Studio album by Silkk the Shocker
- Released: February 17, 1998
- Genre: Southern hip-hop; gangsta rap; hardcore hip-hop;
- Length: 77:39
- Label: No Limit; Priority;
- Producer: Master P (exec.); Beats by the Pound;

Silkk the Shocker chronology
| The Shocker (1996) | Charge It 2 da Game (1998) | Made Man (1999) |

Singles from Charge It 2 Da Game
- "Just Be Straight with Me" Released: January 23, 1998; "It Ain't My Fault" Released: August 8, 1998;

= Charge It 2 da Game =

Charge It 2 da Game is the second studio album by American rapper Silkk the Shocker, released on February 17, 1998, on No Limit Records. The album features guests 8Ball, Destiny's Child, Mystikal, Snoop Doggy Dogg, Mia X, C-Murder and Master P. The album was produced by Beats by the Pound. Two charting singles were released from the album: "Just Be Straight with Me", featuring Master P and Destiny's Child, and "It Ain't My Fault", featuring Mystikal.

Charge It 2 da Game debuted at #3 on the U.S. Billboard 200 and #1 on the Top R&B/Hip-Hop Albums selling 245,000 copies in its 1st week. It was certified platinum by the RIAA on March 25, 1998.

Professional ratings
Review scores
| Source | Rating |
| AllMusic | Star |
| Los Angeles Times | Star |
| Rolling Stone | Star |
| The Source | Star Half star |
| The Village Voice | (dud) |

==Track listing==

| No. | Title | Producer(s) | Length |
|---|---|---|---|
| 1. | "I'm a Soldier (featuring Master P, C-Murder, Fiend, Mystikal, Mac, Big Ed, Mia X, Lil Gotti & Skull Duggery)" | KLC | 5:09 |
| 2. | "Give Me the World" | O'Dell | 3:03 |
| 3. | "Throw Yo Hood Up (featuring Snoop Doggy Dogg)" | O'Dell; KLC; | 5:09 |
| 4. | "Just Be Straight With Me (featuring Master P, Destiny's Child, Mo B. Dick & O'Dell)" | Craig B | 4:21 |
| 5. | "If I Don't Gotta (featuring Fiend)" | Mo B. Dick | 5:24 |
| 6. | "Spotaggin (Skit)" | Craig B. | 0:23 |
| 7. | "We Can Dance" | Mo B. Dick | 5:18 |
| 8. | "Mama Always Told Me (featuring Master P, C-Murder & 8Ball)" | Craig B. | 4:39 |
| 9. | "You Ain't Gotta Lie to Kick It (featuring Mia X & Big Ed)" | O'Dell | 5:03 |
| 10. | "Thug 'N' Me (featuring Master P, Mo B. Dick, Ms.

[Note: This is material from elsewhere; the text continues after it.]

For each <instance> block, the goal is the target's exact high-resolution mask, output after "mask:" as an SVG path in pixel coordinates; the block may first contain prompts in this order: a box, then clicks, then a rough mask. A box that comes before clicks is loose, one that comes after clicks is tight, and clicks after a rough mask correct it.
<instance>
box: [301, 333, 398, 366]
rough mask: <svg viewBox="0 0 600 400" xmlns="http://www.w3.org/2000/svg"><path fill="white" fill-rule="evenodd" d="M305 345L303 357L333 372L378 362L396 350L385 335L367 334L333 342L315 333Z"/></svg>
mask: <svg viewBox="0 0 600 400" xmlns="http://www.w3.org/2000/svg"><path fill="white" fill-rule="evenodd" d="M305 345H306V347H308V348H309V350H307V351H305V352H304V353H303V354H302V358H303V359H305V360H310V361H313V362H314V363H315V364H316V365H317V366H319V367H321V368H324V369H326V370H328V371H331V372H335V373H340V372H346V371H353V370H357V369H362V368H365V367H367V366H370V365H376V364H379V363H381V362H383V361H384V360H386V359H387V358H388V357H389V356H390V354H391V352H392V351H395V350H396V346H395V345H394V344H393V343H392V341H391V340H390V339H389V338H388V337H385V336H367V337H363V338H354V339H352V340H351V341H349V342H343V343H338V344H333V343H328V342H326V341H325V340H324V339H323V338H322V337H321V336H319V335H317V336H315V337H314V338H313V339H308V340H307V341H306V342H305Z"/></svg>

Peaches & O'Dell)" | O'Dell | 4:48 |
| 11. | "All Night (featuring Mo B. Dick)" | Mo B. Dick | 4:02 |
| 12. | "Who Can I Trust?" | Carlos Stephens | 3:35 |
| 13. | "It Ain't My Fault (featuring Mystikal)" | Craig B. | 3:19 |
| 14. | "What Gangstas Do (featuring Kane & Abel & Mo B. Dick)" | Mo B. Dick | 3:56 |
| 15. | "Ummm (Skit)" | Mo B. Dick | 1:02 |
| 16. | "Let Me Hit It (featuring Mystikal)" | KLC | 2:42 |
| 17. | "How Many? (featuring Master P, C-Murder, Mia X & Mystikal)" | Mo B. Dick | 4:12 |
| 18. | "Who I Be?" | Craig B. | 3:40 |
| 19. | "Tell Me (featuring Master P & C-Murder)" | Carlos Stephens | 4:29 |
| 20. | "Me And You" | Craig B. | 3:25 |

===Personnel===
- Pen & Pixel - Cover art

==Charts==

===Weekly charts===

| Chart (1998) | Peak position |
|---|---|
| US Billboard 200 | 3 |
| US Top R&B/Hip-Hop Albums (Billboard) | 1 |

===Year-end charts===

| Chart (1998) | Position |
|---|---|
| US Billboard 200 | 49 |
| US Top R&B/Hip-Hop Albums (Billboard) | 8 |

==Certifications==

| Region | Certification | Certified units/sales |
| United States (RIAA) | Platinum | 1,000,000^{^} |
^{^} Shipments figures based on certification alone.